Iranian feminist politics finds itself at an impasse not because the claim to autonomy has failed, but because autonomy alone cannot sustain the forms of solidarity required to navigate this terrain. The problem is not autonomy’s association with individualism, but its capacity to be absorbed into political frames - whether imperial, liberal or nationalist - that posit a homogenised subject of liberation while deferring questions of internal hierarchy and uneven exposure to violence.
The key to an approach that neither instrumentalizes nor dismisses feminist autonomy lies in a recognition of the centrality of the violent, patriarchal dividing practices that are at the foundation of the state. Against a common condition of structural violence, feminist protest asserts solidarity: the interdependence of precarious bodies, inciting not only individual emulation, but the emergence of a collective feminist subjectivity. These repertoires cannot be reduced to neoliberal feminist performances of self-empowerment, nor can they be permanently co-opted by imperialism.

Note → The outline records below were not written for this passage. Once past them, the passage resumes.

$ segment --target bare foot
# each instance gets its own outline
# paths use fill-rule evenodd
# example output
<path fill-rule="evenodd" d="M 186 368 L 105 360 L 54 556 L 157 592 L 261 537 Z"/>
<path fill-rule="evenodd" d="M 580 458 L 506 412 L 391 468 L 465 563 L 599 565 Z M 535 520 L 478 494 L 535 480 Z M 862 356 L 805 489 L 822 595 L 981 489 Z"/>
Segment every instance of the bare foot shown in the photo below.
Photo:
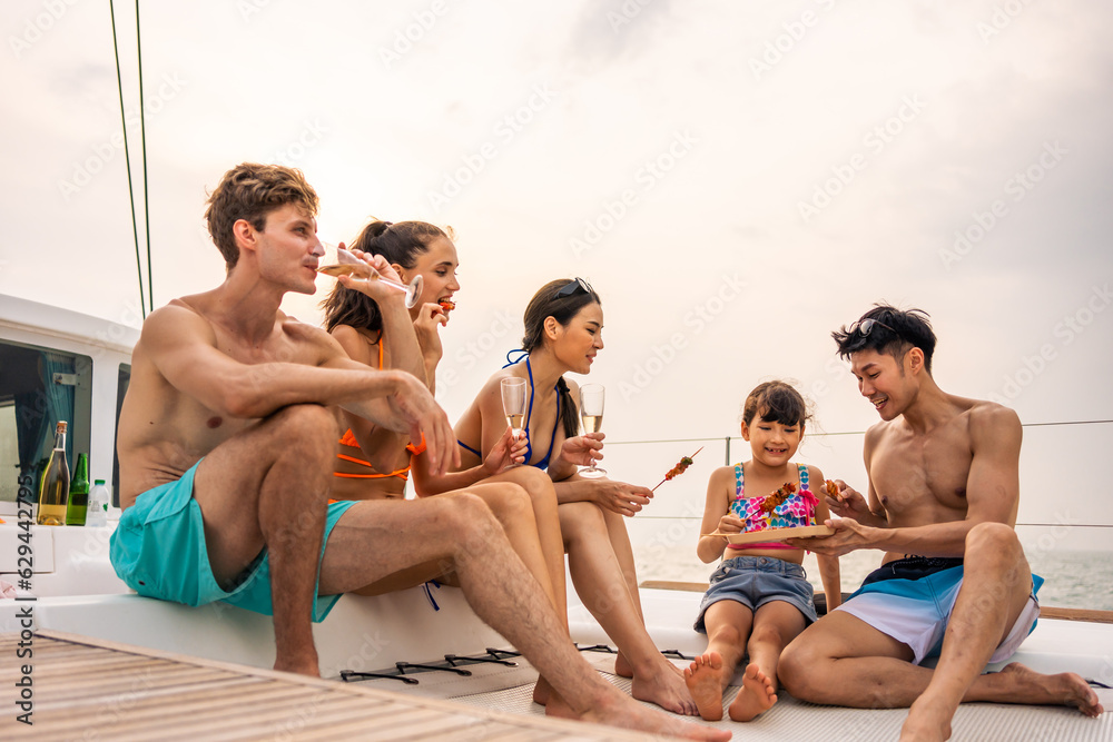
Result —
<path fill-rule="evenodd" d="M 943 742 L 951 739 L 951 719 L 955 708 L 920 695 L 900 726 L 900 742 Z"/>
<path fill-rule="evenodd" d="M 584 713 L 580 719 L 598 724 L 632 729 L 662 736 L 680 736 L 687 740 L 726 742 L 730 739 L 730 732 L 727 730 L 690 724 L 656 709 L 643 706 L 624 693 L 618 692 L 618 689 L 614 690 L 617 693 L 608 693 L 605 700 L 600 699 L 594 710 Z"/>
<path fill-rule="evenodd" d="M 639 701 L 656 703 L 674 714 L 684 716 L 698 714 L 699 709 L 692 701 L 692 694 L 688 692 L 683 675 L 670 672 L 669 667 L 673 665 L 662 655 L 657 655 L 657 659 L 660 662 L 654 662 L 648 671 L 634 673 L 630 682 L 630 695 Z"/>
<path fill-rule="evenodd" d="M 708 652 L 696 657 L 684 671 L 684 684 L 701 718 L 707 721 L 722 719 L 722 655 Z"/>
<path fill-rule="evenodd" d="M 545 703 L 545 715 L 556 716 L 558 719 L 580 719 L 580 714 L 575 713 L 575 710 L 568 704 L 568 701 L 555 689 L 549 694 L 548 702 Z"/>
<path fill-rule="evenodd" d="M 1094 689 L 1073 672 L 1043 675 L 1020 662 L 1005 665 L 997 676 L 1007 683 L 1006 703 L 1074 706 L 1086 716 L 1099 716 L 1105 709 Z"/>
<path fill-rule="evenodd" d="M 538 682 L 533 686 L 533 702 L 545 705 L 549 703 L 549 696 L 551 696 L 552 693 L 553 686 L 549 684 L 549 681 L 538 675 Z"/>
<path fill-rule="evenodd" d="M 742 687 L 739 689 L 727 712 L 735 721 L 750 721 L 758 714 L 769 711 L 775 703 L 777 703 L 777 689 L 761 669 L 751 662 L 746 665 Z"/>
<path fill-rule="evenodd" d="M 633 666 L 621 652 L 614 657 L 614 674 L 619 677 L 633 677 Z"/>
<path fill-rule="evenodd" d="M 321 677 L 316 651 L 303 653 L 301 656 L 276 657 L 275 670 L 295 672 L 298 675 L 308 675 L 309 677 Z"/>

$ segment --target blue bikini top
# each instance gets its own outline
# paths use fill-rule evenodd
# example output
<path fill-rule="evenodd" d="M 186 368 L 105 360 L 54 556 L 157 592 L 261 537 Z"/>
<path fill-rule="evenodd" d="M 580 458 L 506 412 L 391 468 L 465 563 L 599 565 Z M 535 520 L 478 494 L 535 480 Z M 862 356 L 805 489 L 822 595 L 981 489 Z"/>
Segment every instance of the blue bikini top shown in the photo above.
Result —
<path fill-rule="evenodd" d="M 514 354 L 514 353 L 520 353 L 522 355 L 520 355 L 514 360 L 511 360 L 510 356 L 512 354 Z M 529 374 L 529 376 L 530 376 L 530 406 L 525 410 L 525 427 L 524 427 L 524 431 L 525 431 L 525 463 L 529 464 L 530 466 L 535 466 L 539 469 L 548 469 L 549 468 L 549 457 L 552 456 L 552 454 L 553 454 L 553 444 L 556 442 L 556 426 L 560 425 L 560 382 L 558 382 L 553 386 L 553 389 L 556 390 L 556 421 L 553 423 L 553 432 L 549 436 L 549 451 L 545 452 L 545 457 L 544 458 L 542 458 L 541 461 L 536 462 L 535 464 L 530 464 L 530 459 L 533 458 L 533 445 L 530 443 L 530 419 L 533 417 L 533 367 L 530 366 L 530 354 L 526 353 L 525 350 L 523 350 L 522 348 L 518 348 L 515 350 L 511 350 L 510 353 L 506 354 L 506 360 L 509 363 L 505 366 L 503 366 L 503 368 L 506 368 L 506 366 L 513 366 L 515 364 L 520 364 L 520 363 L 522 363 L 523 358 L 525 359 L 525 373 Z M 462 448 L 466 448 L 467 451 L 472 452 L 473 454 L 475 454 L 480 458 L 483 458 L 483 454 L 482 453 L 475 451 L 474 448 L 472 448 L 471 446 L 469 446 L 467 444 L 465 444 L 463 441 L 456 441 L 456 443 L 459 443 Z"/>

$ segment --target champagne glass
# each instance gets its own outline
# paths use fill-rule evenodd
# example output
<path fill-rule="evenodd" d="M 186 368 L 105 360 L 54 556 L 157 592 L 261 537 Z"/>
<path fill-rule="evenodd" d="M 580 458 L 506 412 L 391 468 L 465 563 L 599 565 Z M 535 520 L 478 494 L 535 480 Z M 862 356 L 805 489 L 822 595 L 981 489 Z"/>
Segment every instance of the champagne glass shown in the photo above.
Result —
<path fill-rule="evenodd" d="M 580 387 L 580 419 L 583 422 L 584 433 L 599 433 L 603 427 L 604 396 L 602 384 L 584 384 Z M 580 469 L 580 476 L 598 479 L 607 476 L 607 469 L 592 464 L 588 468 Z"/>
<path fill-rule="evenodd" d="M 525 379 L 510 377 L 502 379 L 502 412 L 506 415 L 506 424 L 514 434 L 514 441 L 522 435 L 525 423 Z M 520 464 L 511 464 L 520 466 Z"/>
<path fill-rule="evenodd" d="M 321 266 L 317 268 L 317 273 L 323 273 L 326 276 L 332 276 L 333 278 L 336 278 L 337 276 L 354 276 L 356 278 L 364 278 L 367 280 L 378 280 L 385 286 L 406 293 L 406 309 L 412 309 L 414 305 L 417 304 L 417 297 L 421 296 L 422 287 L 421 274 L 414 276 L 413 280 L 408 284 L 400 284 L 396 280 L 383 278 L 377 270 L 345 250 L 343 247 L 334 247 L 329 243 L 322 243 L 322 245 L 326 248 L 336 250 L 336 263 L 331 266 Z"/>

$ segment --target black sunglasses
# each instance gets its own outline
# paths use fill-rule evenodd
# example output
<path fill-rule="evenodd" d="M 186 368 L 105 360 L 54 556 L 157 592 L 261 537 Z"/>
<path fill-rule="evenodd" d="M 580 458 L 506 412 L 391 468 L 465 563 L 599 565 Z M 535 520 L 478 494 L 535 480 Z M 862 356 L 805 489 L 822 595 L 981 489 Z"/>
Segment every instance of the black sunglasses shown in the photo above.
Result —
<path fill-rule="evenodd" d="M 563 299 L 563 298 L 569 297 L 569 296 L 575 296 L 577 291 L 583 291 L 584 294 L 593 294 L 594 293 L 591 289 L 591 284 L 589 284 L 588 281 L 583 280 L 582 278 L 580 278 L 578 276 L 578 277 L 573 278 L 572 280 L 570 280 L 564 286 L 562 286 L 559 291 L 556 291 L 556 298 L 558 299 Z"/>
<path fill-rule="evenodd" d="M 866 319 L 859 319 L 858 321 L 850 325 L 850 332 L 848 333 L 848 335 L 860 333 L 863 337 L 866 337 L 867 335 L 869 335 L 870 330 L 874 329 L 874 325 L 880 325 L 881 327 L 884 327 L 885 329 L 889 330 L 890 333 L 893 333 L 898 337 L 900 335 L 900 333 L 896 332 L 895 329 L 883 323 L 880 319 L 874 319 L 873 317 L 867 317 Z"/>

Seen through this lens, there is a persistent quality of misrecognition in some feminist and left responses to the iconic figure of the unveiled feminist protester. She is ascribed a certain fixity of meaning, as though individual bodily autonomy equates to individualism, which invariably means a turning away from grassroots solidarity. Wary of aligning with neoliberal framings, academic and activist critique at times underestimates how central bodily autonomy has been to feminist campaigns in Iran and how autonomy can operate as a collective, world-building claim rather than a retreat into the self. The presumption is that this figure's theatricality, evinced by the highly visual and premeditated nature of her performance, signifies inauthenticity.
This misrecognition echoes a common response by segments of the broader left to the Dey 1404 uprising, amid the highly visible manoeuvres of the right-wing opposition: a response that can be summarized as 'regime change theatre' (Haghighi 2026). Such sceptical spectatorship dismisses the agency of protesters and minimizes the violence of the state's response under the weight of imperial threat; in seeing everywhere the hand of US imperialism and its allies, it struggles to reckon with the complex field of feminist mobilization that cannot be reduced either to ideologically pure resistance or to imperial manipulation. Anti-imperialist vigilance, in such a framing, can become a refusal of solidarity, a foreclosure of the difficult work of maintaining a responsivity to what is actually happening without finding refuge in familiar frameworks.
If feminist politics is to move beyond the present impasse, autonomy must be re-attached to projects capable of holding disagreement without collapsing it into betrayal, and of recognising multiple, intersecting injuries without hierarchically ordering them. In the absence of such re-attachment, repertoires of autonomy will continue to generate recognition and mobilisation, even as their affective power deepens polarisation.